17. Even if the statute does not prescribe a period of limitation, any power should be exercised within a reasonable time. Law is very settled (See: State of Gujarat v. Patel Raghav Natha and Ors. ; Mansaram v. S.P. Pathak and Ors. Venkatagiriyappa v. State of Karnataka 1999(6) Kar. L.J. 301 ; LLR 1998 Kar. 4000 and Bangalore Development Authority v. Smt. Sumitradevi 2005(3) Kar. L.J. 67 (DB): ILR 2005 Kar. 1386 (DB)), Exercise of power after lapse of a long time is held to be unreasonable.

18. To act in the year 2001 in respect of a cause of action that had arisen in the year 1924 transcends all perceptions of acting within a reasonable time.

19. In fact even in respect of immovable properties, a period of 12 years is sufficient even for a stranger to perfect his title, and if so, it is not the business of Revenue Authorities to act under a sale deed of the year 1924 for recognising a right under this sale deed of the year 1924 in the year 2001. Definitely much water has flown under the bridge in between these years. It is for this reason I am holding that the order passed by the Tahsildar is not legal and without jurisdiction and it calls for interference.
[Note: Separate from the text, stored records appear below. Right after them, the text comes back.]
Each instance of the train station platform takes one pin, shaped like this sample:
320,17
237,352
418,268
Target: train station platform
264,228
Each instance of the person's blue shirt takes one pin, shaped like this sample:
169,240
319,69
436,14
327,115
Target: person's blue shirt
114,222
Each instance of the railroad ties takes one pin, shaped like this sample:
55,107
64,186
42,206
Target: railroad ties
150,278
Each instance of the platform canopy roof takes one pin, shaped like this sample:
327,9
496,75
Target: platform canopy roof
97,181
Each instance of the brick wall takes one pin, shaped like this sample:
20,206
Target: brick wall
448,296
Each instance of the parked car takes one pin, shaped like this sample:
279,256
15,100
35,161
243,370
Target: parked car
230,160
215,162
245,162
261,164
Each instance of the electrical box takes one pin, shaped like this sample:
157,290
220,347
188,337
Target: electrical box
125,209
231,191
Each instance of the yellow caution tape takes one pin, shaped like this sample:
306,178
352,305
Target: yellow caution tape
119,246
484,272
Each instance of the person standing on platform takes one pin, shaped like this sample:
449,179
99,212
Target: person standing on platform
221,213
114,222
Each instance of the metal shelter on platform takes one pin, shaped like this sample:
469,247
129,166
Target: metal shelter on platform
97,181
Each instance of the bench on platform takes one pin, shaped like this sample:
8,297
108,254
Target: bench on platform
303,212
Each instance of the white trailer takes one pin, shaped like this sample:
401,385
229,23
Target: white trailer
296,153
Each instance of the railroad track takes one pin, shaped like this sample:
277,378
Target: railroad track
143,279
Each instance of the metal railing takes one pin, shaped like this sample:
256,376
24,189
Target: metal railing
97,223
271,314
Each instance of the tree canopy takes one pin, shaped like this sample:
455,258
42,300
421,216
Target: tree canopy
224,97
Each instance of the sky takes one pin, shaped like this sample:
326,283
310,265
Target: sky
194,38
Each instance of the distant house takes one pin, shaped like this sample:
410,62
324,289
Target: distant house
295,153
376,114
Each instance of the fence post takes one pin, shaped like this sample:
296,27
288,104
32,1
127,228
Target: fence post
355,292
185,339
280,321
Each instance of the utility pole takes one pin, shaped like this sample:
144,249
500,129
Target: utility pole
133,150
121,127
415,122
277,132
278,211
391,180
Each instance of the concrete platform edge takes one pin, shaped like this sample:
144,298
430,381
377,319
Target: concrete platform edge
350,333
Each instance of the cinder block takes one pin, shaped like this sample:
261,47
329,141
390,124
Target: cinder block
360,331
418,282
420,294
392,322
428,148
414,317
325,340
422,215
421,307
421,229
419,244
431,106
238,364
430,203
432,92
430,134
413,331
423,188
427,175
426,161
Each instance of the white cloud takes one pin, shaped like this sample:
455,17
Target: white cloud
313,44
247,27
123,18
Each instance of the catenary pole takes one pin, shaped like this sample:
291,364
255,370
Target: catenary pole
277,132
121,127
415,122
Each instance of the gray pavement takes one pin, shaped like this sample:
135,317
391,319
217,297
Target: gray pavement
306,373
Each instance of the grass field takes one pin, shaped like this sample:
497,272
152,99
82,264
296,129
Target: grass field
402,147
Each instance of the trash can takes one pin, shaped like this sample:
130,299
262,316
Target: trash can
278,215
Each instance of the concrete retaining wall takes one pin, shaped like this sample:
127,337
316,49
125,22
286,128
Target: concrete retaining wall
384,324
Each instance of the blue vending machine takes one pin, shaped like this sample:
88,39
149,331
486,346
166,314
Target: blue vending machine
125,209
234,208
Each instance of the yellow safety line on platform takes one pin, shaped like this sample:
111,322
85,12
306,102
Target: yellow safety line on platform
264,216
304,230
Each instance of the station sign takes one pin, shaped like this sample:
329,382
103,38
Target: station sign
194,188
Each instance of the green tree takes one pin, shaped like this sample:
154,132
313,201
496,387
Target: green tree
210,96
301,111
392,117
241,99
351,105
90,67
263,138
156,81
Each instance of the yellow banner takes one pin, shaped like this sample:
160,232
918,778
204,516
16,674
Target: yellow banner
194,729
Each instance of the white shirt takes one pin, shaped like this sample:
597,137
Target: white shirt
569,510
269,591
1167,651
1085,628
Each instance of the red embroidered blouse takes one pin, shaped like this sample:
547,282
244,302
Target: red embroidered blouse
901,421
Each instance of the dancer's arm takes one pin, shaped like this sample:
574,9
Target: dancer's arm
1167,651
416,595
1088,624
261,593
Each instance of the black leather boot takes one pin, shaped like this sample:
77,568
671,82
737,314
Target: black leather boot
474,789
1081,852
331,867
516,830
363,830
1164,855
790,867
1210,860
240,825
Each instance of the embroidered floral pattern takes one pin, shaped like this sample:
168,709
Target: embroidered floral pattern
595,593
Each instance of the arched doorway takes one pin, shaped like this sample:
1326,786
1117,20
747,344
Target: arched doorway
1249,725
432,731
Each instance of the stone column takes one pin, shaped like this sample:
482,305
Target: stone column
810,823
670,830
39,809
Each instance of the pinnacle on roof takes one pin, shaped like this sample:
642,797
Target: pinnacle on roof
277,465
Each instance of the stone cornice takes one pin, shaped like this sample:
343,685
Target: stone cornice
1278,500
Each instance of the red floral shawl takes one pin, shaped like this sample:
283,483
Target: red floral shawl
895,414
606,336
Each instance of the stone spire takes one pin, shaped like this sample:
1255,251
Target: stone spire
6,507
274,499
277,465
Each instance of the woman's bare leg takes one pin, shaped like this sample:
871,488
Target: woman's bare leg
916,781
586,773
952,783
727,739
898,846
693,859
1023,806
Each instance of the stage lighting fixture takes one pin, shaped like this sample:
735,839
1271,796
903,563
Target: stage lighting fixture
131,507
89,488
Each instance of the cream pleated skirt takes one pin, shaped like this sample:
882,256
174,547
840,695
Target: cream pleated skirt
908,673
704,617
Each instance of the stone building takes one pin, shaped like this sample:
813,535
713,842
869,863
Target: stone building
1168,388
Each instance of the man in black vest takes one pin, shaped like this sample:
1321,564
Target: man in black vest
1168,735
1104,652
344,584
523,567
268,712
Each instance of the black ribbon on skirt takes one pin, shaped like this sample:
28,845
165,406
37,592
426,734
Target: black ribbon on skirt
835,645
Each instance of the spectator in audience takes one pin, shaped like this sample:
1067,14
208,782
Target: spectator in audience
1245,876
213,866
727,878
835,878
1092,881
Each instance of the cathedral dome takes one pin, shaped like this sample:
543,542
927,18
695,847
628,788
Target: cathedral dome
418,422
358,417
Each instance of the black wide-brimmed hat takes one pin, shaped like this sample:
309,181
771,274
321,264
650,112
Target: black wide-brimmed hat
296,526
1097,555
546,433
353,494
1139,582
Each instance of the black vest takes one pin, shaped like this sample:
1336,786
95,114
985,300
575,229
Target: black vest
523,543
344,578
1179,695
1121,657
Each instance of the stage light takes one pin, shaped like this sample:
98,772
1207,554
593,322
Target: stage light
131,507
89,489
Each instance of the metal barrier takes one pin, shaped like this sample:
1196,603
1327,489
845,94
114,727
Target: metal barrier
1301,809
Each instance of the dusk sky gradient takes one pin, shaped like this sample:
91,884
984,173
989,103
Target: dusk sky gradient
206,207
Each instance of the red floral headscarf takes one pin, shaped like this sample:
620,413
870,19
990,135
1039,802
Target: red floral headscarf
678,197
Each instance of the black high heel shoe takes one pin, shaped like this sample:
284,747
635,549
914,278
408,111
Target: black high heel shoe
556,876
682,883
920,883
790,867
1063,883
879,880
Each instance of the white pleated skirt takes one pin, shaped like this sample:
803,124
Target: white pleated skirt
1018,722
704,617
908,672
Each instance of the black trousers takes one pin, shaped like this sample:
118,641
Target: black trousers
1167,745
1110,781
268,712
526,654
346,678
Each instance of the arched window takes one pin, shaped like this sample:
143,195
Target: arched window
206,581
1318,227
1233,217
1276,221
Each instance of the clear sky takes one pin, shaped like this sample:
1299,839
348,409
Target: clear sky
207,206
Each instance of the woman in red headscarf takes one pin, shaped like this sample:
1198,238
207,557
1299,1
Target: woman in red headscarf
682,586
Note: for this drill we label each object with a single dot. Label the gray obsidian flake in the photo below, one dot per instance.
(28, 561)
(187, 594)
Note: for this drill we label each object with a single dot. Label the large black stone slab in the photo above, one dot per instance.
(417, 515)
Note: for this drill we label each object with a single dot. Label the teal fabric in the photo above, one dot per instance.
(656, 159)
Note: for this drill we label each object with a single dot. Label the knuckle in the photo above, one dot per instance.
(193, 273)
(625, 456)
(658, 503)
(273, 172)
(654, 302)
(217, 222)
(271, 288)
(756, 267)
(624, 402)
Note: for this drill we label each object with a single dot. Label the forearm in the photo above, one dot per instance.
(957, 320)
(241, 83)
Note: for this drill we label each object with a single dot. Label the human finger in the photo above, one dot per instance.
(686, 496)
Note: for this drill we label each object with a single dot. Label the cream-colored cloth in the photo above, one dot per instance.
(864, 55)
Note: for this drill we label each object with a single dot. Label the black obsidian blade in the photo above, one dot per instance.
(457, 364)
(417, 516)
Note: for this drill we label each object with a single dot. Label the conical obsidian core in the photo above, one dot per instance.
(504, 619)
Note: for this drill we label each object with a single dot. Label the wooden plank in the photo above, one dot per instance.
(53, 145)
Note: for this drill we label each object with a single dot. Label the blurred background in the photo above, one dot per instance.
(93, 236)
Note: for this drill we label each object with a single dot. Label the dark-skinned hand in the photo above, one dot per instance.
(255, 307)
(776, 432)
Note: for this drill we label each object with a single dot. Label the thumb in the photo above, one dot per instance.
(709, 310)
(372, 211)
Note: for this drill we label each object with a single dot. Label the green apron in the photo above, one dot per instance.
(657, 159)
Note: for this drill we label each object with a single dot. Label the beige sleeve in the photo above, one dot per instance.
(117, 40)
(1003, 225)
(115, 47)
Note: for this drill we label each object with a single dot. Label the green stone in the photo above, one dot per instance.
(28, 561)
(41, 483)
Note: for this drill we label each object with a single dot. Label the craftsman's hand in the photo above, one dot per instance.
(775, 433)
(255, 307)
The affirmation orders suffer the same defect,

20. In the result this writ petition is allowed and the orders dated 4-8-2001,. 18-1-2002 and 13-12-2002 vide Annexures-K, L and M respectively to the writ petition are quashed by issuing a writ of certiorari.

21. Rule made absolute.

22. If the fourth respondent still claiming title by any means, liberty is reserved to the fourth respondent to workout his remedies before the Civil Court, get his rights determined and seek for suitable correction in the revenue records.